More than 500 Fort Knox and area residents attended the Memorial Day Ceremony at Kentucky Veterans Cemetery-Central in Radcliff May 27, honoring those who lost their lives in service to our nation.

The ceremony, which was organized by Fort Knox and Kentucky Department of Veterans Affairs officials, began with patriotic songs performed by the Ladies for Liberty, followed by remarks from the commanding general of U.S. Army Recruiting Command, Maj. Gen. Frank Muth.

"Memorial Day is a day of national awareness and solemn reverence," said Muth. "In the military, we consider our greatest asset to be our people … and our common commitment to defense and love of our country binds us together and unifies us. That goes to the heart of what it means to be an American."

Muth also acknowledged that the 75th anniversary of D-Day is June 6. He explained that the cost of lives was high -- with more than 9,000 killed or wounded -- but their sacrifices enabled Allied troops to ultimately defeat Adolph Hitler and the Third Reich.

"When Eisenhower gave the go ahead for Operation Overlord, he said that 'The eyes of the world are upon you, the hopes and prayers of liberty-loving people everywhere march with you.' And they still are in so many ways," said Muth. "And today our eyes are upon them as we remember the sacrifices of America's children, siblings, parents, grandparents and great grandparents."

The U.S. Army Human Resources Command Honor Guard Soldiers conducted a flag folding ceremony and a tribute to American prisoners of war and those missing in action. Soldiers from 19th Engineer Battalion fired a 21-cannon volley as a salute to the flag. Muth and USAREC Command Sgt. Maj. Tabitha Gavia ended the ceremony with a ceremonial wreath laying while a bugler from the 100th Army Band played taps.

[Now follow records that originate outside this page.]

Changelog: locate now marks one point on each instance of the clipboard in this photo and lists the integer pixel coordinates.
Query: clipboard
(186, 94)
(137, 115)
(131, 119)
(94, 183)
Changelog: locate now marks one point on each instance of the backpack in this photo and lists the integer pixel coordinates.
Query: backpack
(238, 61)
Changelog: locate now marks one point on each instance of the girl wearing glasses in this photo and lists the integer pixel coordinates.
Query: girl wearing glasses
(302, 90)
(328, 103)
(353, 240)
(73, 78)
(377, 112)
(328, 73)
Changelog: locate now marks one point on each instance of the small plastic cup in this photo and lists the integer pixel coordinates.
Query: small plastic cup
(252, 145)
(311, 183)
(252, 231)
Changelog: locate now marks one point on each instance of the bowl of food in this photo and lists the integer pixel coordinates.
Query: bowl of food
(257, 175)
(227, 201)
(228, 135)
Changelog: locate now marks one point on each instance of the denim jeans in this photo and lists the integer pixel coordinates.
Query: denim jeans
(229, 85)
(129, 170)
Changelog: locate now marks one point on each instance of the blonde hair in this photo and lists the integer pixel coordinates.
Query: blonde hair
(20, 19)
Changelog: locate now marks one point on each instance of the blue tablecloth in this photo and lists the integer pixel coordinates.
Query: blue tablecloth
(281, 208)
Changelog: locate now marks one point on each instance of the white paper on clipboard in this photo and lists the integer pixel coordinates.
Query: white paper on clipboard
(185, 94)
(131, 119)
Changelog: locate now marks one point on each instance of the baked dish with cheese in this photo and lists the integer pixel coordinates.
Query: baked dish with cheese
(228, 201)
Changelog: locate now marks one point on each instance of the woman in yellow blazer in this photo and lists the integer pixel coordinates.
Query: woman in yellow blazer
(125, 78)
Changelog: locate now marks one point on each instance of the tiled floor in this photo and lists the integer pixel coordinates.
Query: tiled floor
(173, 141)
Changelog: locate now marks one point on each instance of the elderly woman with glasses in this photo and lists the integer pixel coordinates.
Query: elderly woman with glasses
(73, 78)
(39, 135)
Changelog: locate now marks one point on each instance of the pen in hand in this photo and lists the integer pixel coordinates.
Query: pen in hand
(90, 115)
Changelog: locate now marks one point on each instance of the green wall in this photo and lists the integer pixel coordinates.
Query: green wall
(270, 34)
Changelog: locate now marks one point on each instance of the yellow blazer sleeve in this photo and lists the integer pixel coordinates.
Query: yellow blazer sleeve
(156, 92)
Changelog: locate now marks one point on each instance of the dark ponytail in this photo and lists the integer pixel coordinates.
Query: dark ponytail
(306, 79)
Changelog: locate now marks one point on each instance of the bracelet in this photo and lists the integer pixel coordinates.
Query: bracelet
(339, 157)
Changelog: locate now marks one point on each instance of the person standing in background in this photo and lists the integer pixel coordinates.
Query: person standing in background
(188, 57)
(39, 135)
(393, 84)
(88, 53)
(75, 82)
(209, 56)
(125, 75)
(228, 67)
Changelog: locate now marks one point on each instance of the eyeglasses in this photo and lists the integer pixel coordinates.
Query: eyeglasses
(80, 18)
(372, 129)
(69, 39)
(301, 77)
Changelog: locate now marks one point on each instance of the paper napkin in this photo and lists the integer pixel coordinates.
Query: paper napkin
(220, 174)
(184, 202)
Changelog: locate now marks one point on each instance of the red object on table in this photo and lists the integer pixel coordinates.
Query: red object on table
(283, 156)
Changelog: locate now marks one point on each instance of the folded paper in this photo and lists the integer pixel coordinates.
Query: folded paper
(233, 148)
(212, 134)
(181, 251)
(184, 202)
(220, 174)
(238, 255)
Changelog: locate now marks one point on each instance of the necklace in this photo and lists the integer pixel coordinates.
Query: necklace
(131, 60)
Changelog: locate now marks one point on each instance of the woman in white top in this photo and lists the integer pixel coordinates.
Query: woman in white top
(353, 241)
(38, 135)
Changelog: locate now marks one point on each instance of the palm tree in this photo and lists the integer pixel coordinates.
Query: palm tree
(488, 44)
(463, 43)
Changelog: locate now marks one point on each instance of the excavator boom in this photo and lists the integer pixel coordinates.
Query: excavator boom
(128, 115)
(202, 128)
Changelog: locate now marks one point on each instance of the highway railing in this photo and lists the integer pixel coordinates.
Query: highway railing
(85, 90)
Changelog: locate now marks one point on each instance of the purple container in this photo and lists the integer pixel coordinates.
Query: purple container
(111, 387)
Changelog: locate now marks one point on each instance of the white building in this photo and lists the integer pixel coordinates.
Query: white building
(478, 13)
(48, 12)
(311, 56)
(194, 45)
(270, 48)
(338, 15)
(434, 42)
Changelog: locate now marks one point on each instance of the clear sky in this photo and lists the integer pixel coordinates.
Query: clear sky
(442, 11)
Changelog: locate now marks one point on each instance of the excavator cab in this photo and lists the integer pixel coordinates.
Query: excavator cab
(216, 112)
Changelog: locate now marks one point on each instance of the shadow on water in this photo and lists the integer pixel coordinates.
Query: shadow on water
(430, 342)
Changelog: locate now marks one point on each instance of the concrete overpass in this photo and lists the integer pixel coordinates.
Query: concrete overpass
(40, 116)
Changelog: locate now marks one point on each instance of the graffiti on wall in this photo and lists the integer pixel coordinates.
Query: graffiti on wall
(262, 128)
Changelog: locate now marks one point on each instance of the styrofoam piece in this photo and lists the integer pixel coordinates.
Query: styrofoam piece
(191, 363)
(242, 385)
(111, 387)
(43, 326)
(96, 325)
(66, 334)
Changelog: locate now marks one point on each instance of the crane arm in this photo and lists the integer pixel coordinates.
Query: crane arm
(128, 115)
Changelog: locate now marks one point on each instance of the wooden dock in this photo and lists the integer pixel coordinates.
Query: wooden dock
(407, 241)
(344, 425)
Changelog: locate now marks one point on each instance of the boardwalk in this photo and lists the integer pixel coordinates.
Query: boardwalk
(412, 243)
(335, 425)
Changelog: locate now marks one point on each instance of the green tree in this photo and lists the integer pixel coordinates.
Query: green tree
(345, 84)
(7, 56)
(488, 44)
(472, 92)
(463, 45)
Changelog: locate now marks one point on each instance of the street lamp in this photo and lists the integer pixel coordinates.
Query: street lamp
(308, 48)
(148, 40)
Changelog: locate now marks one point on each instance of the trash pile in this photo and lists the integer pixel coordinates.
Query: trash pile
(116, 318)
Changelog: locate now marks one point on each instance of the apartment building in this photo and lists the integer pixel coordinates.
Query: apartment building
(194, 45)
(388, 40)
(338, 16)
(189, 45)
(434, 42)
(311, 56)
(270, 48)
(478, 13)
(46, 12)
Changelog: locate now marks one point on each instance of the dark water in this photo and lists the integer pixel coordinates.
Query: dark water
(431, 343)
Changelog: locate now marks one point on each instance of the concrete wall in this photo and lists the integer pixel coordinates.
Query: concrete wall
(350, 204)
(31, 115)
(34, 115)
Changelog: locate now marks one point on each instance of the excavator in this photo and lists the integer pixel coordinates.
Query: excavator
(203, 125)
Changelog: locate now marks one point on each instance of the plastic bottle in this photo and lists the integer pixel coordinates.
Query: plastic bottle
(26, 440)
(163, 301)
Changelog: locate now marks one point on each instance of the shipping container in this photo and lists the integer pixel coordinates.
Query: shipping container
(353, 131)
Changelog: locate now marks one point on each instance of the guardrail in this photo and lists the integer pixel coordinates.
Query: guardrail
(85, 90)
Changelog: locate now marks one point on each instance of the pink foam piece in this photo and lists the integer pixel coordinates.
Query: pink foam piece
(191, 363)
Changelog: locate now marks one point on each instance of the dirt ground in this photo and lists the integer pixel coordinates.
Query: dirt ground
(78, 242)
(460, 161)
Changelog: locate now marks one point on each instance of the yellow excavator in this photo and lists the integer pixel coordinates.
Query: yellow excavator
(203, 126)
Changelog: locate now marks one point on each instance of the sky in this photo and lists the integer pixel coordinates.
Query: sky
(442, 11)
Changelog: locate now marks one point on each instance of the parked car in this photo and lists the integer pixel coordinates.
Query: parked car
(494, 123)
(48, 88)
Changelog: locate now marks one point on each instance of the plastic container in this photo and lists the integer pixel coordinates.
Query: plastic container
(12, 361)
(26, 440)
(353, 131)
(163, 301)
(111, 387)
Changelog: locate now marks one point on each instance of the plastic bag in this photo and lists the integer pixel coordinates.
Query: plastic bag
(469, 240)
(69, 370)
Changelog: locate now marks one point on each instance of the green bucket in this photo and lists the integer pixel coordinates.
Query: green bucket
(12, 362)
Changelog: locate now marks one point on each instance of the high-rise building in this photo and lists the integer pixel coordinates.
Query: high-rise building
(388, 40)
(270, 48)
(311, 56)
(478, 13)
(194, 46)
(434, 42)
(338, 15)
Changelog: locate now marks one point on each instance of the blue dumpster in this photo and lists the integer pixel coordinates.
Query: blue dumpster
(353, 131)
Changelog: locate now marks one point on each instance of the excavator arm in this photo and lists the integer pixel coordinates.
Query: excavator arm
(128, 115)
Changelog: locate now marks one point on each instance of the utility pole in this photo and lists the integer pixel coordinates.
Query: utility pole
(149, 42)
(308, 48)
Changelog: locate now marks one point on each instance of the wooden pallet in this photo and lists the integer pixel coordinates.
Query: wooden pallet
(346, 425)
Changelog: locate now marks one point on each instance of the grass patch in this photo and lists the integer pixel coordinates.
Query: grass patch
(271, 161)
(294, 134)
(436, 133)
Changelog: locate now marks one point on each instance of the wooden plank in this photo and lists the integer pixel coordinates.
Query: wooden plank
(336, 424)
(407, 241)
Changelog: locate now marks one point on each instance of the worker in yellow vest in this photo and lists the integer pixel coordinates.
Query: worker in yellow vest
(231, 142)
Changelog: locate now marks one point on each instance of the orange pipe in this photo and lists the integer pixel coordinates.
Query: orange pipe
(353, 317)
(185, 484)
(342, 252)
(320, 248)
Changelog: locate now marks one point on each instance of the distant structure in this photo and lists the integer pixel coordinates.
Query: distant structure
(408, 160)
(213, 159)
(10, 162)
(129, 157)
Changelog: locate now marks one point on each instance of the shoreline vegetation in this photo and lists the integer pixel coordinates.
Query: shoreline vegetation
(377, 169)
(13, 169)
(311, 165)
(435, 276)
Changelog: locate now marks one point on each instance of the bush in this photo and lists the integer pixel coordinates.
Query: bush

Sgt. 1st Class Leilani Hartley, the HRC Honor Guard assistant noncommissioned officer in charge, said she was inspired to join the military by her mother, who was a drill sergeant. "I always get super emotional, either when I'm reading [the salute to the flag script] or we're walking away from the table [during the POW/MIA tribute]," said Hartley. "I try really hard not to get emotional [during the ceremony], but it's a very heart-touching event for me."

The meanings, symbolisms and takeaways of those who attended the ceremony were wide-spanning.

Gene Gudenkauf, retired Soldier and Fort Knox Gold Neighbor, said he likes to take in the crowd when attending this ceremony each year.

"What I enjoy about this is watching the kids," said Gudenkauf. "If I see them stand up and put their hand on their heart, you know they've been trained right."

Lela Williams, a Radcliff resident, said it's her family's strong tradition of military service that compelled her to attend the ceremony.

"This always just excites me, it brings a stillness, makes you think," Williams said. "And at my age, every patriotic word -- pride and country. It's special. It's very special.

Oliver Sullivan, a Korean and Vietnam War vet, who retired as a sergeant first class after 22 years of military service, has advice for young people.

"The military has been outstanding to me. I always tell young people to join the military," said Sullivan. "Step up and serve. You'll have the best experience of your life."

Williams also had a call to action for today's youth.

"Put the tech toys down for just a few minutes and appreciate what you have," Williams said. "We're in the greatest country in the world."